Day 2: This was our busiest day of the visit. We woke up and dressed for the 90 degree weather, but still was appropriate to get into the Vatican museums, and hit the road bright and early. We signed up or a tour of the Colosseum and Roman Forum for about 25 Euros a person. Word of advice: BE CAREFUL when signing up for these tours. Some people are just scammers and will take your money with no intention of giving you a tour. I was nervous when we signed up because all we received was a colored sticker and was told where to stand. Thankfully, it worked out in our favor. We started with an hour tour of the Colosseum. After a quick break, we made our way to the Roman Forum. At this point we switch tour guides. The guide we had for the Forum was wonderful. He was studying to be an official tour guide of the Vatican and touring the Forum was part of his student work. An hour and a half later and ready to fall over from the extreme heat, we took a break to eat lunch. Our original plan was to go to the Vatican next, but the line was too long. We sadly never had the opportunity to go inside St. Peter’s Basilica. Because the line was too long, we elected to go to the Vatican Museums. The paintings, sculptures and the Sistine Chapel are all beautiful.
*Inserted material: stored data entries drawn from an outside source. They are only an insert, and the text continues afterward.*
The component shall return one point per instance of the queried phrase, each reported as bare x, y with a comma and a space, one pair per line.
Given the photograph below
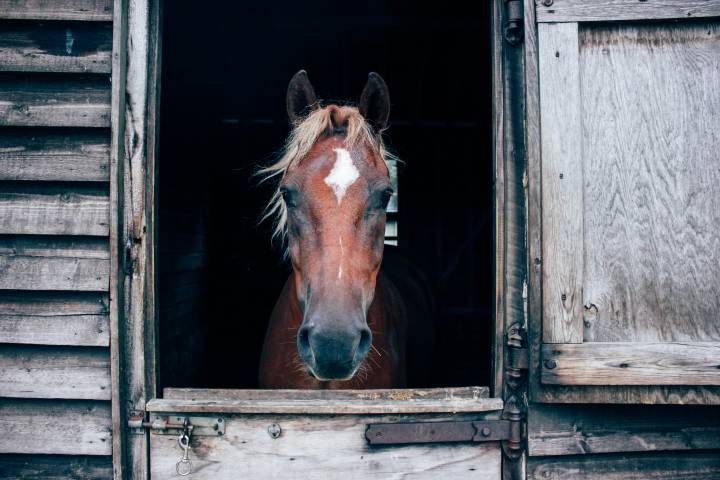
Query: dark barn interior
224, 75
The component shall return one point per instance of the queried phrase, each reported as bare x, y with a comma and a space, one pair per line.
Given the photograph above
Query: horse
339, 322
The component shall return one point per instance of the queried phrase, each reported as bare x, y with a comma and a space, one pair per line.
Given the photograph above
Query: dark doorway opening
224, 74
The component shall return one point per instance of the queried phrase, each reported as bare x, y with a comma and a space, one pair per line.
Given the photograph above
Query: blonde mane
298, 144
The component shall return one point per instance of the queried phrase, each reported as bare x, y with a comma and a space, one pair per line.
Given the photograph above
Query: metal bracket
175, 425
513, 24
438, 432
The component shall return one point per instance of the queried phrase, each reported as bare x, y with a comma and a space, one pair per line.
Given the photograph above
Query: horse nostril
365, 341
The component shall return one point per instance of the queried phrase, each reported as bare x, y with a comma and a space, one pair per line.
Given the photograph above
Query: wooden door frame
135, 101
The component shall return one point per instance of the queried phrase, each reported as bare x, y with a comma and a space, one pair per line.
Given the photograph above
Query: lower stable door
451, 433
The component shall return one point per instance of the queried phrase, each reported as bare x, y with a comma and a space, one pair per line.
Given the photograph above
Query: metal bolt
274, 430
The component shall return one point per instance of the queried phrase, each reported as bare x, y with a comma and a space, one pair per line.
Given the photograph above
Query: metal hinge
513, 24
176, 424
439, 432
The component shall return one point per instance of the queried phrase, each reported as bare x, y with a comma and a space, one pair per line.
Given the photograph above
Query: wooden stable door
627, 243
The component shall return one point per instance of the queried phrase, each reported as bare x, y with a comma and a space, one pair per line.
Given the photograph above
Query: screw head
274, 430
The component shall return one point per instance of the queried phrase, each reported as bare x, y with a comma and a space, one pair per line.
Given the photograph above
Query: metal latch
438, 432
176, 424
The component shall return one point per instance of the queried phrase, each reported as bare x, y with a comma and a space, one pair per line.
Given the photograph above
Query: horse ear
375, 102
300, 96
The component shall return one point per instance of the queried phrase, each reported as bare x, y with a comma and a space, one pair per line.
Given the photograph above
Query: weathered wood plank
79, 319
656, 466
652, 206
55, 47
562, 183
55, 155
54, 372
589, 429
55, 427
55, 467
303, 451
67, 210
84, 10
47, 263
54, 101
616, 10
632, 363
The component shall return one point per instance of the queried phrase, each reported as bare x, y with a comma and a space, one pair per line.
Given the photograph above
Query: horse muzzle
333, 353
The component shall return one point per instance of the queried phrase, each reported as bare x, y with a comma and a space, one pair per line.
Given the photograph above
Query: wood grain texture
656, 466
54, 372
589, 429
85, 10
46, 263
27, 100
320, 447
631, 363
617, 10
55, 47
467, 399
562, 182
55, 467
80, 427
79, 319
66, 210
651, 107
55, 155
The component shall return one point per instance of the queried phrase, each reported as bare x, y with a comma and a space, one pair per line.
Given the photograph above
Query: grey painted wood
54, 372
55, 155
55, 467
590, 429
54, 319
85, 10
36, 263
54, 211
632, 363
319, 447
616, 10
449, 400
55, 47
54, 101
562, 181
651, 108
660, 466
79, 427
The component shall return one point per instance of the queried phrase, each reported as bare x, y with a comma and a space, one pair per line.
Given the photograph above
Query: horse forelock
345, 120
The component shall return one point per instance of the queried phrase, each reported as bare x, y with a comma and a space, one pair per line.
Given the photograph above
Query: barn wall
55, 413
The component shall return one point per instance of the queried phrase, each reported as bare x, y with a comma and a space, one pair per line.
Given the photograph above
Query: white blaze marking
343, 173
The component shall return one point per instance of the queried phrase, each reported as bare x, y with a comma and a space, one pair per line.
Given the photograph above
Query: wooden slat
55, 467
469, 399
67, 210
45, 263
85, 10
588, 429
54, 372
616, 10
55, 47
55, 155
55, 427
325, 447
632, 363
562, 183
79, 319
54, 101
657, 466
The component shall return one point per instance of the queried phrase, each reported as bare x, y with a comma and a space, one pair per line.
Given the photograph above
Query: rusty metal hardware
176, 424
438, 432
513, 24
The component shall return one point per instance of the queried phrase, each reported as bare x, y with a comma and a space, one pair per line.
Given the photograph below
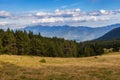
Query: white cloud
72, 17
3, 23
4, 14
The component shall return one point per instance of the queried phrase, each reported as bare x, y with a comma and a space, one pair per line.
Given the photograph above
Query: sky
94, 13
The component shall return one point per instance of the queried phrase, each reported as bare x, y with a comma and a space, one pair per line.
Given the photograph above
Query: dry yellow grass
105, 67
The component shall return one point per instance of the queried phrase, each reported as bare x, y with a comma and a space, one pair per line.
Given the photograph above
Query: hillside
113, 34
80, 33
105, 67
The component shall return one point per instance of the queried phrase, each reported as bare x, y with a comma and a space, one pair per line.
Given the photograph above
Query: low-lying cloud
73, 17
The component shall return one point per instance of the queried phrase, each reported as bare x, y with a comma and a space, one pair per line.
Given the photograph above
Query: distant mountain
113, 34
80, 33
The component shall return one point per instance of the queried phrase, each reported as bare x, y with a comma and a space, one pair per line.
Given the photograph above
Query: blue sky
94, 13
50, 5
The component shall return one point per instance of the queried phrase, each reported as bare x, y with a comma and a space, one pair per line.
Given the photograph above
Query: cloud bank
72, 17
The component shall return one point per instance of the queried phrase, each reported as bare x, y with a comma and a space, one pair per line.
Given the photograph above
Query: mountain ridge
80, 33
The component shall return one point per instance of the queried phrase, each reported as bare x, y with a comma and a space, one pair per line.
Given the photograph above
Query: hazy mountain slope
81, 33
113, 34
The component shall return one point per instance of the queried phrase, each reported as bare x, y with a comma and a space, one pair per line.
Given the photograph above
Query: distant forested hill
113, 34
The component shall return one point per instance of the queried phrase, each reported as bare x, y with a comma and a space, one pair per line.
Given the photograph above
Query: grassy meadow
105, 67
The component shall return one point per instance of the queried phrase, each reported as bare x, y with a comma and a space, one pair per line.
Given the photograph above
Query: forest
20, 42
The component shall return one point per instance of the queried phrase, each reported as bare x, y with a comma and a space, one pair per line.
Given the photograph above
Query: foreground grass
105, 67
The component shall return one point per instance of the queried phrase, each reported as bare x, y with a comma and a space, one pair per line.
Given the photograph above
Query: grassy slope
106, 67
We took a break after a full day of exploration to go to our hotel and get ready for the evening. We went out see the Spanish Steps and Trevi Fountain; both were flooded with people. We ended our night with a late dinner and some gelato (of course) and turned in for the night after an exciting (and exhausting) day.
Quick note: After reading a post from My Travels for You, I remembered that we went to dinner at Trastevere. It’s not a restaurant, but a square. There’s restaurants and bars with many people and lots of energy. Check out her blog for some more information!
Day 3: Today we got back in our nice clothes and went back to the Trevi Fountain to experience it during the day. It was packed with people again, but this is to be expected. If you want to see it with fewer people, expect to get there bright and early – like 6 a.m. early would be my guess. We spent the majority of our afternoon at the fountain and in the surrounding areas, and then took off by foot to explore the city with no map. It was Sunday, so most of the attractions were closed. We ended up getting lost in Rome and, of course, it was fun.
So one question remains: What would I do differently if I go back?
1. Stay in Rome longer. Being in Rome on a weekend and only for that short period of time didn’t allow us to see all that the city has to offer. Did we see a majority of the tourist stuff? Yes. But I would like to see the hidden gems of the city as well.
2. Visit the Vatican and St. Peter’s Basilica. Plan for a long line and wait to get inside St. Peter’s. I may not get the chance to go back and see this, though I really hope I can, but as of now I don’t know what I missed inside this famous location.
3. Explore the Catacombs. I read about these in my Lonely Planet book and became completely intrigued. Also closed on Sunday, plan to visit these on a weekday. Not surprisingly, don’t visit if you’re claustrophobic. I hear it’s not for those who dislike small spaces.
Rome is a city of history, mystery and intrigue. I highly recommend visiting if you have the opportunity. For all my history geeks, you will fall in love!